On 3/3/21 1:14 PM, David Goulet wrote:
On 02 Mar (20:58:43), Mike Perry wrote:
On 3/2/21 6:01 PM, George Kadianakis wrote:
David Goulet dgoulet@torproject.org writes:
Greetings,
Attached is a proposal from Mike Perry and I. Merge requsest is here:
https://gitlab.torproject.org/tpo/core/torspec/-/merge_requests/22
Hello all,
while working on this proposal I had to change it slightly to add a few more metrics and also to simplify some engineering issues that we would encounter. You can find the changes here: https://gitlab.torproject.org/asn/torspec/-/commit/b57743b9764bd8e6ef8de689d...
Mike, based on your comments in the #40222 ticket, I would appreciate comments on the way the DNS issues will be reported. David argued that they should not be part of the "overload-general" line because they are not an overload and it's not the fault of the network in any way. This is why we added them as separate lines. Furthermore, David suggested we turn them into a threshold "only report if 25% of the total requests have timed out" instead of "only report if at least one time out has occured" since that would be more useful.
I'm confused by this confusion. There's pretty clear precedent for treating packet drops as a sign of network capacity overload. We've also seen it experimentally specifically with respect to DNS, during Rob's experiment. We discussed this on Monday.
However, I agree there's a chance that a single packet drop can be spurious, and/or could be due to ephemeral overload as TCP congestion causes. But 25% is waaaaaaaaaay too high. Even 1% is high IMO, but is more reasonable. We should ask some exits what they see now. The fact that our DNS scanners are not currently seeing this at all, and the issue appeared only for the exact duration of Rob's experiment, suggests that DNS packets drops are extremely rare in healthy network conditions.
Ok, likely 25% is way too high indeed.
The idea behind this was simply that a network hiccup or a temporary faulty DNS server would not move away traffic from the Exit for a 72h period (reminder that the "overload-general" sticks for 72h in the extrainfo once hit).
Yes, it sticks for 72 hours because sbws does not store descriptors. However, the timestamp should *not* update unless the overload condition occurs again. In this way, we can defer the logic to if the overload signal is "fresh" vs "stale" to sbws, rather than have it on relays.

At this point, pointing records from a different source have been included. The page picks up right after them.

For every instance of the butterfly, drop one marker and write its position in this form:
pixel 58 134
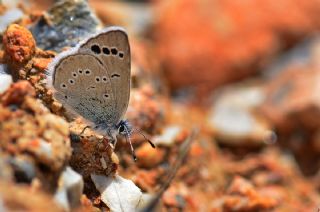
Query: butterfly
pixel 93 80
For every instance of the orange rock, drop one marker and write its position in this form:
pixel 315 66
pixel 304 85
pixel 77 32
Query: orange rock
pixel 17 92
pixel 206 44
pixel 19 44
pixel 41 63
pixel 149 157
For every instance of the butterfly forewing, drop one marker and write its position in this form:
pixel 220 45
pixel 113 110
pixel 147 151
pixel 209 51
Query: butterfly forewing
pixel 84 86
pixel 112 49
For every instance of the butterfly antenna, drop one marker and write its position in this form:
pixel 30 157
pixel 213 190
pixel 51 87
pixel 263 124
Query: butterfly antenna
pixel 130 143
pixel 150 142
pixel 84 129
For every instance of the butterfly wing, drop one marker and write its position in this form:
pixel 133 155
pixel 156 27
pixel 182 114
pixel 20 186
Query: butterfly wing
pixel 112 48
pixel 84 86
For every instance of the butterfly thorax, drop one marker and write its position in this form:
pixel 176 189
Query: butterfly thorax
pixel 111 131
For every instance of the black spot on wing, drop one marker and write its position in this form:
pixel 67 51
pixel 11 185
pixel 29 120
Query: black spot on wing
pixel 96 49
pixel 115 75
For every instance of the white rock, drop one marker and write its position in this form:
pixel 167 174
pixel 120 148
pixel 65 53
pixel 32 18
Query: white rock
pixel 70 189
pixel 117 193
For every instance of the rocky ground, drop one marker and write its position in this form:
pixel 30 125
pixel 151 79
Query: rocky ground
pixel 227 91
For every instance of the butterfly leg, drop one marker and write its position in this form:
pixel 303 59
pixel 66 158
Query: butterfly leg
pixel 84 129
pixel 150 142
pixel 127 135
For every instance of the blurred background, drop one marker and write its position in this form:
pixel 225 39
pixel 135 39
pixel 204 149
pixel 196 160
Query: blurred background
pixel 246 72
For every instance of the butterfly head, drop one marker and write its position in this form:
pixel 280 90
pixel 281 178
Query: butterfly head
pixel 124 128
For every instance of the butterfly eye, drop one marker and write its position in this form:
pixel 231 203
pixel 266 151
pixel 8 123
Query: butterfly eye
pixel 121 129
pixel 97 79
pixel 106 50
pixel 87 72
pixel 114 51
pixel 106 96
pixel 104 79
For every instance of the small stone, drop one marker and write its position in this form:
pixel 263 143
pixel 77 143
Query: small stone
pixel 233 120
pixel 63 25
pixel 117 193
pixel 70 187
pixel 9 17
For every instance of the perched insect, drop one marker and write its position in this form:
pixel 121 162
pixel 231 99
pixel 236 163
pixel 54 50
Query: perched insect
pixel 93 80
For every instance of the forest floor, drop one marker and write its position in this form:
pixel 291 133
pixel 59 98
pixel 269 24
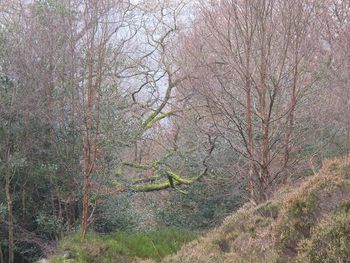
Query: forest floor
pixel 307 222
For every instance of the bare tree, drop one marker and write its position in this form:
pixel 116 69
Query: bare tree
pixel 251 68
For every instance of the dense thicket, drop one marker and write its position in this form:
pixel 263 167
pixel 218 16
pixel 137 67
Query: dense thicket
pixel 103 104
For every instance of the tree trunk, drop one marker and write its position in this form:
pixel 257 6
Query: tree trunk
pixel 10 219
pixel 1 254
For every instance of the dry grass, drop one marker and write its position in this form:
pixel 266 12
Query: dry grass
pixel 284 229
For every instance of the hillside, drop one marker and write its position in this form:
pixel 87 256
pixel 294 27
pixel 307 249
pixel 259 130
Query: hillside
pixel 305 223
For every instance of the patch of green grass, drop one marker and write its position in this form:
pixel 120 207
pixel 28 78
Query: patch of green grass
pixel 123 246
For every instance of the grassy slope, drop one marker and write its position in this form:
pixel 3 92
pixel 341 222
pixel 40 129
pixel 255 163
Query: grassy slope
pixel 122 247
pixel 306 223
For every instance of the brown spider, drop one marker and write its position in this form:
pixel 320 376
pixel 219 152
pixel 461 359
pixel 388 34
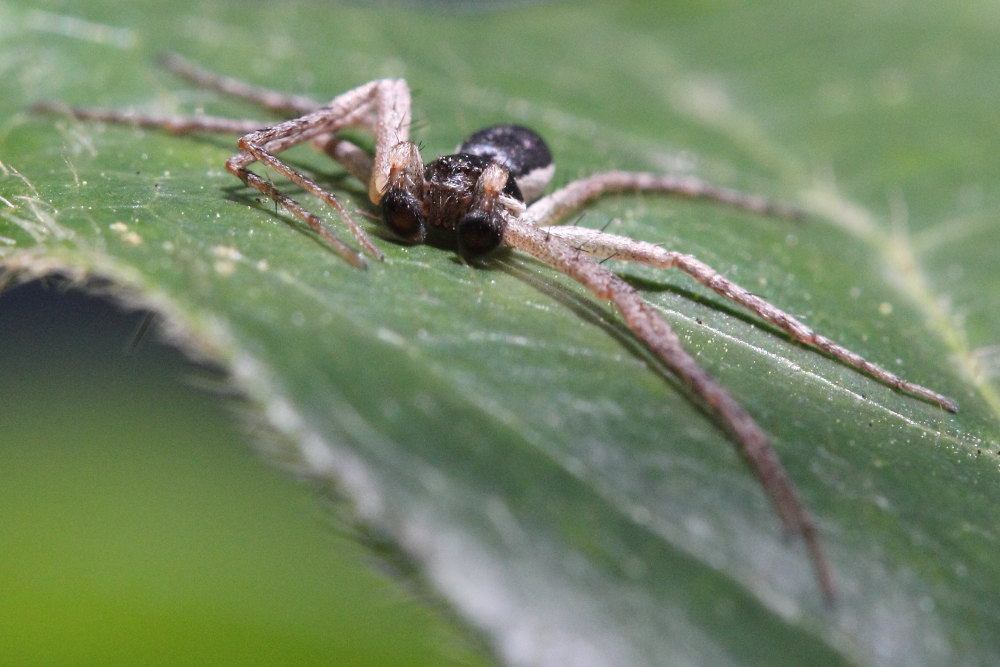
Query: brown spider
pixel 481 198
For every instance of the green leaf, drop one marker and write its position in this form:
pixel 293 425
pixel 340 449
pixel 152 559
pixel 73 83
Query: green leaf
pixel 495 424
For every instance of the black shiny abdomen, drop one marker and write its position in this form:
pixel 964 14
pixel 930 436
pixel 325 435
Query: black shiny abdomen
pixel 519 149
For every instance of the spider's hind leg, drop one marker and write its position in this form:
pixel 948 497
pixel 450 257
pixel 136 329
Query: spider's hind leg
pixel 555 207
pixel 610 246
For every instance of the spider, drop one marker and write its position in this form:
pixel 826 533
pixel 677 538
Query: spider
pixel 487 195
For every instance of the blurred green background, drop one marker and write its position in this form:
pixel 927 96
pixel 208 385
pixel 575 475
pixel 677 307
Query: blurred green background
pixel 137 526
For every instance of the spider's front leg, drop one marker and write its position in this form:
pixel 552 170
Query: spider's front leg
pixel 352 108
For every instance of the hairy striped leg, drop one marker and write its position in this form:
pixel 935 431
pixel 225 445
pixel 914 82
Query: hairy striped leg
pixel 610 246
pixel 549 210
pixel 382 107
pixel 660 339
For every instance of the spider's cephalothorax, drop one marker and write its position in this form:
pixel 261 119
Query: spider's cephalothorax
pixel 462 200
pixel 480 198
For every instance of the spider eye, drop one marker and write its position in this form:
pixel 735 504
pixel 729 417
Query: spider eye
pixel 479 232
pixel 404 215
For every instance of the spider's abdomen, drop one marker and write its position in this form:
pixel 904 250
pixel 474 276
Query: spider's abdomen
pixel 520 150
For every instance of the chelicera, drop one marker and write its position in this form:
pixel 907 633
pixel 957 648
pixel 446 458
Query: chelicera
pixel 487 195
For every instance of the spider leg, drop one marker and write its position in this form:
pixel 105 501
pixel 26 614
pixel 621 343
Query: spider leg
pixel 550 209
pixel 170 123
pixel 351 108
pixel 289 105
pixel 611 246
pixel 660 339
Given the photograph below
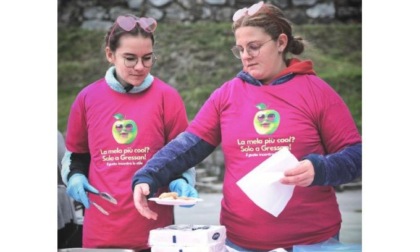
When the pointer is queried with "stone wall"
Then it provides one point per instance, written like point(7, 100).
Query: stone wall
point(100, 14)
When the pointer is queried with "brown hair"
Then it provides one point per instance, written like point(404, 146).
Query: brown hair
point(273, 21)
point(118, 32)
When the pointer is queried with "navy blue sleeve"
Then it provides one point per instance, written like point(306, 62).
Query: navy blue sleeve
point(183, 152)
point(79, 163)
point(337, 168)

This also suggests we want to put some kind of counter in there, like "number of times this has been listed in the past 72 hours" as well. That way we can also defer the heuristics to respond to temporary hiccup vs persistent overload to sbws, too, without needing to bake too of this logic into relays (which are a PITA to upgrade and may end up running different versions of this).
George also said you guys felt pressure to rush for the 0.4.6 merge deadline on this. I would suggest that we not try to bang this out in a week, but instead try to address these issues with a bit more thought. If we miss 0.4.6, it's not the end of the world.
Plus this week is shaping up to be pure madness anyway, in other areas.
Furthermore, revealing the specific type of overload condition increases the ability for the adversary to use this information for various attacks. I'd rather it be combined in all cases, so that the specific cause is not visible. In all cases, the reaction of our systems should be the same: direct less load to relays with this line. If we need to dig, that's what MetricsPort is for.
In fact, this DNS packet drop signal may be particularly useful in traffic analysis attacks. Its reporting, and likely all of this overload reporting, should probably be delayed until something like the top of the hour after it happens. We may even want this delay to be a consensus parameter. Something like "Report only after N minutes", or "Report only N minute windows", perhaps?
Yes definitely and I would even add a random component in this so not all relays will report an overload in a predictable timeframe and thus "if the line appear, I know it was hit N hours ago" type of calculation.
Nice.
Wrt what Georg said, the reason for consensus parameter(s) is also for agility in the face of uncertainty of potential attacks and how much they may be helped by a particular response time/fuzz factor. Who can say if Ian's excitement was performance research, or new attack papers (kidding Ian, but you know how it goes :).